Recently we found a remarkable juxtaposition of Civil War history, math, and the Internet. Alison Weiss, a grad student in history at UC Berkeley, had the excellent idea to turn to the Internet to help with cracking the code used in a Civil War diary:
I’m a PhD student at U.C Berkeley. The history department recently got ahold of a Civil War diary, but a bunch of things are written in code. We can’t decipher it, so we were hoping someone in the public domain could. Anyone want to take a shot at deciphering this–or, also helpful, let me know what code you think it is?
People quickly jumped on the problem and made some progress*. A math grad student at Berkeley**, Qingchun Ren, figured out that it was substitution cypher with the the following substitutions:
And was able to decode sections of the diary using it:
Here is what the last page in the file (all written in code) reads:
Have never been quite so anxious for the mail.
Am really suffering to hear from Augusta.
All that ??? troubles me in now to break the news to Em.

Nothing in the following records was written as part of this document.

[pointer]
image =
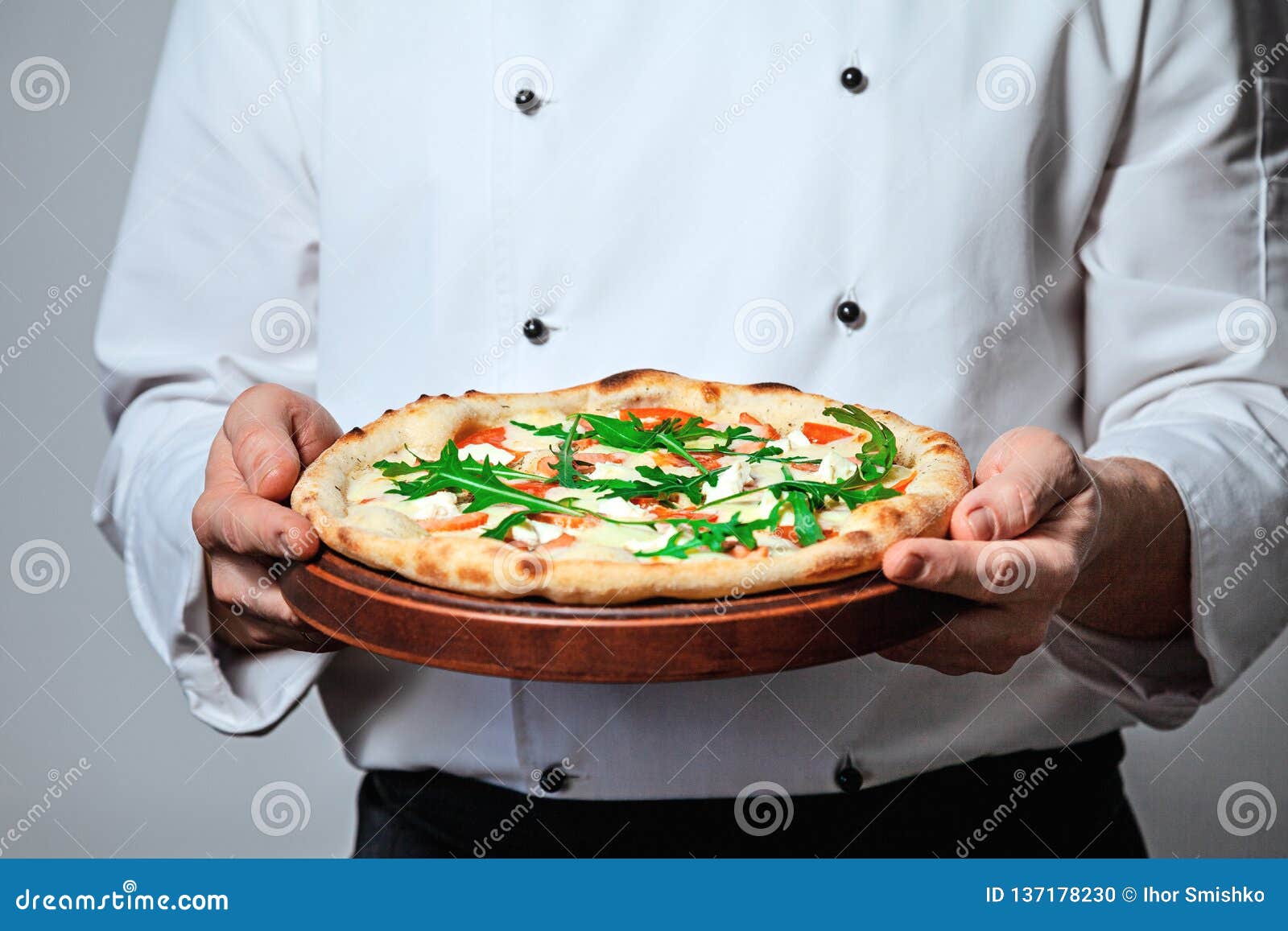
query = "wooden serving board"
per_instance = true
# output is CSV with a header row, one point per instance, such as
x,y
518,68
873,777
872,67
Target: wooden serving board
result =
x,y
661,641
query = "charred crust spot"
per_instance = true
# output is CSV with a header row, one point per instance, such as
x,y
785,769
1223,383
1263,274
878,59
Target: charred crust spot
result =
x,y
612,383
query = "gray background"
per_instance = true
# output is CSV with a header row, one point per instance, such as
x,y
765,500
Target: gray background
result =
x,y
76,676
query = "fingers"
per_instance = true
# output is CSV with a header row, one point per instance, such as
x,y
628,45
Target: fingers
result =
x,y
261,437
249,586
1030,570
272,431
229,518
1023,476
249,612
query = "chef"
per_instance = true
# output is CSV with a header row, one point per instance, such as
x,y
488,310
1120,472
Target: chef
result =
x,y
1056,231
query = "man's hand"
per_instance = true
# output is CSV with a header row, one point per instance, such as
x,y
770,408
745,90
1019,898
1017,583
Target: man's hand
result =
x,y
268,435
1042,531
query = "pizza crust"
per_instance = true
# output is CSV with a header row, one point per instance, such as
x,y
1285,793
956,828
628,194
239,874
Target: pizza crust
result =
x,y
486,566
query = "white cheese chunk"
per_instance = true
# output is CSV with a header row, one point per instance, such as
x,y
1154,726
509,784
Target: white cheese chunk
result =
x,y
482,451
615,470
535,532
652,542
758,506
729,482
620,509
431,508
835,468
798,441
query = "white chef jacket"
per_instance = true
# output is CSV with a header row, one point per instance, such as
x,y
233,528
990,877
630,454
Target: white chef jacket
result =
x,y
1064,214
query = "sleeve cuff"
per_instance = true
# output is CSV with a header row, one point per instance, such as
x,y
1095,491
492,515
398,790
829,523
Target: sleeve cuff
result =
x,y
150,500
1230,480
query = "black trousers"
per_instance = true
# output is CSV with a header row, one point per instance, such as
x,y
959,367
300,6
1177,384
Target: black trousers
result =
x,y
1038,804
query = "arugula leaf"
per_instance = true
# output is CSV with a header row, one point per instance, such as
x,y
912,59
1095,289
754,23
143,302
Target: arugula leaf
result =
x,y
808,532
879,452
712,534
660,484
470,463
450,473
553,430
508,523
633,435
566,468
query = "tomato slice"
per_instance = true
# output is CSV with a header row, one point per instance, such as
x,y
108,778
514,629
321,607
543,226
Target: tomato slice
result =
x,y
559,542
461,521
493,435
787,532
658,414
566,519
708,460
538,488
766,431
818,435
903,484
687,515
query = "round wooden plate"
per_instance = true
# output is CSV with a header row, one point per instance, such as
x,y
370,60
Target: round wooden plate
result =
x,y
647,641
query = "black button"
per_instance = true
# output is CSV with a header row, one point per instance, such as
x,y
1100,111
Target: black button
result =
x,y
853,80
535,330
849,313
527,101
849,779
554,778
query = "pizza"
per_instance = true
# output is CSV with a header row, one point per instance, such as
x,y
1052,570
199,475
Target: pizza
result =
x,y
643,484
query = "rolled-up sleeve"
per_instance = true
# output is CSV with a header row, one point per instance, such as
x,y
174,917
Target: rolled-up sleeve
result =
x,y
1187,334
213,289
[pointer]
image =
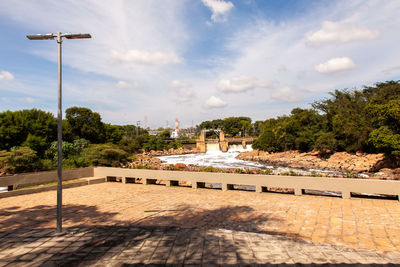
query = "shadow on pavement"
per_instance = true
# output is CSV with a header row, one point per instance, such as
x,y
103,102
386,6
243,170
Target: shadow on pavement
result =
x,y
226,236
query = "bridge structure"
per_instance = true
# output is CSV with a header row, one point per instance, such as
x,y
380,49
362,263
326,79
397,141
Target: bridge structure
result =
x,y
222,141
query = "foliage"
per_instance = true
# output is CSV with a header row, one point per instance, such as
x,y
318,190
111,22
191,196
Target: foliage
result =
x,y
232,126
208,169
36,143
104,155
35,127
366,120
22,159
68,149
84,123
297,131
164,134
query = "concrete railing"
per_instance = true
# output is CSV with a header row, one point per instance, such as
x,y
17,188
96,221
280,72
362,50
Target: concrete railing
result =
x,y
36,178
345,186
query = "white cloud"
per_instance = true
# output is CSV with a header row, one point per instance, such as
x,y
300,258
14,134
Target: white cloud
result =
x,y
146,57
125,85
241,84
29,99
336,32
5,75
184,95
219,9
175,84
287,94
335,65
215,102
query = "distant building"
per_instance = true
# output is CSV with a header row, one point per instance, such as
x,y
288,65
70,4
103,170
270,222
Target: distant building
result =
x,y
175,133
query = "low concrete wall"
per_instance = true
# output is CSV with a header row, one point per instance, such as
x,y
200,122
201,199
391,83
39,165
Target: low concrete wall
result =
x,y
36,178
299,183
52,187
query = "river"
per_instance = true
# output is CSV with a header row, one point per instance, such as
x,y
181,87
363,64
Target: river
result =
x,y
217,159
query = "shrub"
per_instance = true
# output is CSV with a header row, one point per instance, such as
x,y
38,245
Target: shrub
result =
x,y
105,155
208,169
18,160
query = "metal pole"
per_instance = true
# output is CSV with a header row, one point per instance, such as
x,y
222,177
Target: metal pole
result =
x,y
59,139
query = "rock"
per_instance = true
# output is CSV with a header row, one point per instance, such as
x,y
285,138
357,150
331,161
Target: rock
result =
x,y
341,161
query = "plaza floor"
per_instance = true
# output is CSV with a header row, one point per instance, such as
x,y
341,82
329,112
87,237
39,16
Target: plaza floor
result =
x,y
114,224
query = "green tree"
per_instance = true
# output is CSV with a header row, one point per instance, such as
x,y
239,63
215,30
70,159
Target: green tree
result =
x,y
84,123
22,159
16,126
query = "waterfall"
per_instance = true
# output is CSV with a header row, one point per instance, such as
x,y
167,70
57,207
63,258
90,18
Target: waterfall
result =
x,y
212,147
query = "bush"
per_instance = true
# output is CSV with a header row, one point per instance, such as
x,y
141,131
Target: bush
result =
x,y
36,143
105,155
18,160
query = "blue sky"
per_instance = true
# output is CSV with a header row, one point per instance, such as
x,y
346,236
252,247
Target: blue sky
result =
x,y
152,61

It turns out, though, that the soldier is more clever then that. Different parts of the diary seem to use different cyphers. The entire diary is now available for download and Alison would welcome your help in reading the rest of the code! Go here for the full text.
* What did people do with all their free time before the Internet? Probably wasted it writing literature, curing diseases, and proving great theorems :-).
** Amusingly, even though Alison and Qingchun are at the same university, they couldn’t help each other without first involving the rest of the world!